Phase 2: Deep-dive Workflow Test (snowflake-docs)
Verified how completeness improves with a 2-stage workflow of search + search_in_doc.

When combining search_in_doc, completeness improved from an average of 2.0 to 4.6. The additional cost is ~700-900 tokens. The 2-stage workflow total stays at ~1,000-1,200 tokens, about 40% of Method A’s ~2,500-3,000 tokens.

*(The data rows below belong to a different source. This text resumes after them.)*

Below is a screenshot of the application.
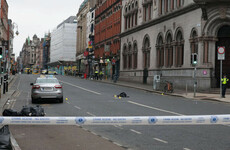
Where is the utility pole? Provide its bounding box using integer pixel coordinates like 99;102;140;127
192;53;198;98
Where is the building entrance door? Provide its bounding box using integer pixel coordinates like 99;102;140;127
215;26;230;87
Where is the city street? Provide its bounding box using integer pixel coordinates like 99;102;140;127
7;74;230;150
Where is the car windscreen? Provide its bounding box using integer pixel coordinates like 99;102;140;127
36;78;59;83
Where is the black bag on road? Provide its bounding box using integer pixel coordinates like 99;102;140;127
2;109;20;116
21;105;45;116
0;125;12;150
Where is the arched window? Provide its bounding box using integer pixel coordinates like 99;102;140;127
135;1;138;8
128;44;133;69
156;35;164;67
123;45;128;69
189;29;198;64
165;33;173;67
133;43;138;69
143;36;151;68
175;30;184;67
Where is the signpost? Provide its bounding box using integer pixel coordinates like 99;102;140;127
217;46;225;97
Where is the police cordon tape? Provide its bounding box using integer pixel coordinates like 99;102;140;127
0;115;230;125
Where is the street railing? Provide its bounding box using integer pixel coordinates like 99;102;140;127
0;114;230;125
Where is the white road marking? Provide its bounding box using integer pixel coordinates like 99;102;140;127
153;138;168;144
91;132;98;135
114;125;123;130
102;136;109;141
113;142;122;147
60;81;101;95
183;148;191;150
128;101;185;116
87;112;95;116
74;106;81;110
130;129;142;134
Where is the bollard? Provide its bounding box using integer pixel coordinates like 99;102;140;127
6;81;8;92
3;82;6;94
185;82;188;96
0;83;2;98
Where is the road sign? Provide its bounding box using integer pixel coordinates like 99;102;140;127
217;46;225;60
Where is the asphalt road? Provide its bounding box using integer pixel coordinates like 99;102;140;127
9;75;230;150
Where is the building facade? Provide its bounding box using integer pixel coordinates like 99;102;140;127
76;0;90;74
0;0;9;73
120;0;230;89
94;0;122;78
50;16;77;74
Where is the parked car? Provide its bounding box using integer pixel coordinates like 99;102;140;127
42;69;47;74
30;75;63;103
48;70;57;75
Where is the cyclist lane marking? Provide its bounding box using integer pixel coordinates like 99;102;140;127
128;101;185;116
60;81;101;95
130;129;142;134
153;138;168;144
183;148;191;150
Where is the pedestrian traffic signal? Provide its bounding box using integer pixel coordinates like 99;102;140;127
0;47;3;59
192;53;198;66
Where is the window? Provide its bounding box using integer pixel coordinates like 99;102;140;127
176;31;184;67
91;13;94;19
158;0;163;15
157;35;164;67
128;44;133;69
123;46;127;69
143;37;150;68
133;43;138;69
165;33;173;67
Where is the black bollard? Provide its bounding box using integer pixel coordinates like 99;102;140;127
6;81;8;92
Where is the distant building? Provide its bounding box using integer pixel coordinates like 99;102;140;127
94;0;122;78
50;16;77;63
120;0;230;90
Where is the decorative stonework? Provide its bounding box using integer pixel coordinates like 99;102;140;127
219;7;227;19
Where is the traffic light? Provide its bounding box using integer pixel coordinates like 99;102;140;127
0;47;3;59
192;53;198;66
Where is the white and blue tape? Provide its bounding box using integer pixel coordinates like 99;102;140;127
0;115;230;125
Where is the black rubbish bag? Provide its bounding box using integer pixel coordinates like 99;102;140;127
2;109;20;116
21;105;45;116
0;125;12;150
117;92;129;98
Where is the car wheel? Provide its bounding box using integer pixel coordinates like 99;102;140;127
59;97;63;103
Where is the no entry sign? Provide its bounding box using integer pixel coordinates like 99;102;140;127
217;46;225;60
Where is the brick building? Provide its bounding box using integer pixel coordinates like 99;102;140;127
94;0;122;77
120;0;230;90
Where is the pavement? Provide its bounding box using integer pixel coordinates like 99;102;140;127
79;79;230;103
0;76;21;150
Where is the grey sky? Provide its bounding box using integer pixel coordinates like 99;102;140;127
7;0;82;56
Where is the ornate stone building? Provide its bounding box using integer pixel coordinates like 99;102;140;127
120;0;230;89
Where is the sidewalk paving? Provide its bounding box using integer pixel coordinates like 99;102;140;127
0;76;21;150
87;79;230;103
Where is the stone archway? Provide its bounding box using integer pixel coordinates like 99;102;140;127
215;25;230;87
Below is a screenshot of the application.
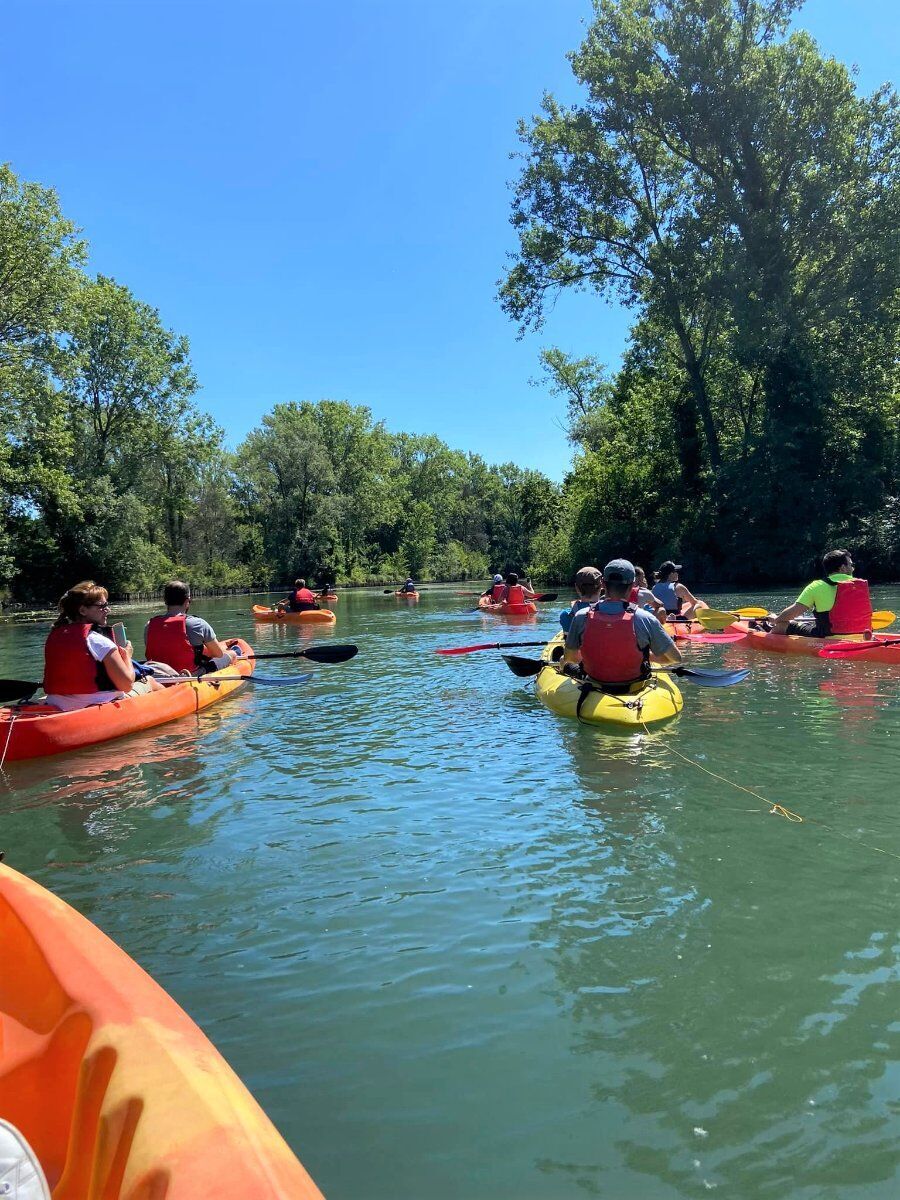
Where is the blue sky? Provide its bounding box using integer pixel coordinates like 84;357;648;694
0;0;900;479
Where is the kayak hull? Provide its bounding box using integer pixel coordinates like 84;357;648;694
737;620;900;665
0;866;322;1200
478;596;538;617
0;638;254;763
534;635;684;731
253;604;337;625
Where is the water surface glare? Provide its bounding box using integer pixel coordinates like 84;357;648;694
0;586;900;1200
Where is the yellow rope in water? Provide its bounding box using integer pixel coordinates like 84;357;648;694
641;721;900;862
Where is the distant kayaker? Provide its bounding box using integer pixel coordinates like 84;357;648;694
43;580;161;713
278;580;318;612
499;571;534;604
559;566;604;634
144;580;238;674
631;566;666;620
481;575;503;604
650;559;709;620
772;550;872;637
563;558;682;692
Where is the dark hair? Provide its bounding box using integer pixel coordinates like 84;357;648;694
54;580;109;628
162;580;191;608
822;550;851;576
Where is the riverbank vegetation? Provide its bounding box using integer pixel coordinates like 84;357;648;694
500;0;900;581
0;0;900;601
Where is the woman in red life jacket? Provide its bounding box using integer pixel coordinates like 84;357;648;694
481;575;504;604
43;580;161;712
772;550;872;637
278;580;318;612
498;571;534;604
563;558;682;692
144;580;238;674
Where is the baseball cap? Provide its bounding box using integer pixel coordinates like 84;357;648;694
604;558;635;583
575;566;604;594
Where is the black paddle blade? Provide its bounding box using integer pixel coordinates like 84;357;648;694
503;654;546;679
664;667;750;688
246;646;359;662
0;679;41;704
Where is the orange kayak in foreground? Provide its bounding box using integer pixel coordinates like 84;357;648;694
253;604;337;625
0;866;322;1200
0;638;256;762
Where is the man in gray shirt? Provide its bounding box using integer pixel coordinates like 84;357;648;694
563;558;682;683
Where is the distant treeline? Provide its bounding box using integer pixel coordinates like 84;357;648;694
0;0;900;601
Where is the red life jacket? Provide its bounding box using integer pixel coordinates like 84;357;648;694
816;578;872;637
581;601;650;684
145;612;202;671
500;583;526;604
43;620;114;696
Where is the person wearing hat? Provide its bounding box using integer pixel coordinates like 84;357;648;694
650;558;709;620
559;566;604;634
481;575;511;604
563;558;682;692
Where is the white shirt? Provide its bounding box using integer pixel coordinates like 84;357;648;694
44;630;125;713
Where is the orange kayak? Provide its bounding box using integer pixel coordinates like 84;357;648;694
734;620;900;665
0;638;256;762
0;866;322;1200
253;604;337;625
478;596;538;617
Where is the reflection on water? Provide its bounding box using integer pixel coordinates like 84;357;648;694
0;588;900;1200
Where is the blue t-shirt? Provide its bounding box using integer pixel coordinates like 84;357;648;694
565;600;674;654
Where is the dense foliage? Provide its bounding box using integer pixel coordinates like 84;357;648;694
0;159;559;601
500;0;900;580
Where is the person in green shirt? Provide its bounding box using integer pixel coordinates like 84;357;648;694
772;550;872;637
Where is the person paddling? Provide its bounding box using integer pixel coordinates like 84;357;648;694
481;575;504;604
499;571;534;604
770;550;872;637
144;580;238;674
283;580;318;612
650;559;709;620
559;566;604;634
43;580;161;713
563;558;682;692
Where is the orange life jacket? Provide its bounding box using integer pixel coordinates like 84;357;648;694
581;601;650;684
145;612;203;671
43;620;119;696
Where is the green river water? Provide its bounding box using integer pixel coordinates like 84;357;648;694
0;586;900;1200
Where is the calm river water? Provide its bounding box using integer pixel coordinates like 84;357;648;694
0;588;900;1200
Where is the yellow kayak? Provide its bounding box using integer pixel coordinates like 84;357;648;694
534;634;684;730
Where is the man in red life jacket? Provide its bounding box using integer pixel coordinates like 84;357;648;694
499;571;534;604
563;558;682;691
278;580;318;612
481;575;504;604
144;580;238;674
772;550;872;637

Phase 3: Special Case Tests
Ambiguous query “how to connect”
| Method A | Method B | |
|---|---|---|
| Results | Spark connection, CONNECT BY syntax → mostly irrelevant | UiPath, DataGrip, Tableau connection → concrete |
| Accuracy | 1 | 3 |
Specific query “FLATTEN RECURSIVE nested JSON array”
| Method A | Method B | |
|---|---|---|
| Results | FLATTEN function code examples and parameter specifics | FLATTEN reference page + KB article |
| Accuracy | 5 | 5 |
| Completeness | 5 (includes code examples) | 2 (excerpt only) |
Non-existent feature “Snowflake GraphQL API endpoint”
| Method A | Method B | |
|---|---|---|
| Results | SQL API, Cortex Search REST API | REST API, SQL API overview |
| Accuracy | 2 | 3 |
| Verdict | Neither explicitly states “does not exist” |
Query with typo “CREAT TABEL with primery key”
| Method A | Method B | |
|---|---|---|
| Results | CREATE TABLE + PRIMARY KEY examples | CREATE TABLE CONSTRAINT + reference |
| Accuracy | 4 | 5 |
Special Case Aggregation
| Test | Method A | Method B | Dominant |
|---|---|---|---|
| Ambiguous | 1 | 3 | B |
| Specific | 5 | 5 | Tie (A wins on completeness) |
| Non-existent feature | 2 | 3 | B |
| Typo | 4 | 5 | B |
Overall Scorecard
Search only (1 call)
| Evaluation axis | Method A | Method B | Dominant |
|---|---|---|---|
| Accuracy | 4.1 | 4.5 | B |
| Completeness | 4.1 | 2.0 | A |
| Noise rate | 3.8 | 4.0 | B |
| Efficiency | 2.4 | 5.0 | B |
| Source quality | 4.2 | 4.2 | Tie |
| Japanese support | 1.0 | 5.0 | B |
| Special case resilience | 3.0 | 4.0 | B |
2-stage workflow (search + search_in_doc)
| Evaluation axis | Method A (1 call) | Method B (2 calls) | Dominant |
|---|---|---|---|
| Accuracy | 4.1 | 4.5 | B |
| Completeness | 4.1 | 4.6 | B |
| Noise rate | 3.8 | 4.0 | B |
| Efficiency | 2.4 | 4.0 | B |
| Token consumption | ~2,500-3,000 | ~1,000-1,200 | B |
Observations from the Evaluation
1. Decisive Difference in Japanese Support
Method A returned completely unrelated results for Japanese queries (text_match score 0.0). This is because the Cortex Search Service index consists only of English content. Method B can accurately search Japanese documentation with language: "ja".
2. Completeness vs Efficiency Tradeoff
Method A returns full chunk text in a single call, achieving high completeness (4.1), but context consumption is 2-3x higher. Method B can achieve equal or better completeness (4.6) with fewer tokens using the 2-stage workflow.
3. Source Diversity
Method B includes Knowledge Base articles in its search scope. Useful for troubleshooting, but for parameter-related queries, KB articles can rank too high, making official references harder to find.
4. SnowConvert Noise
Method A tends to mix in migration-related chunks (SnowConvert: Oracle, Redshift, etc.). For SQL syntax queries, 3-4 of 5 results may be SnowConvert documentation.
5. Parameter Search
Method A directly matches parameter names within chunks, giving high accuracy for specific parameters like STATEMENT_TIMEOUT_IN_SECONDS. Method B tends to rank KB articles higher.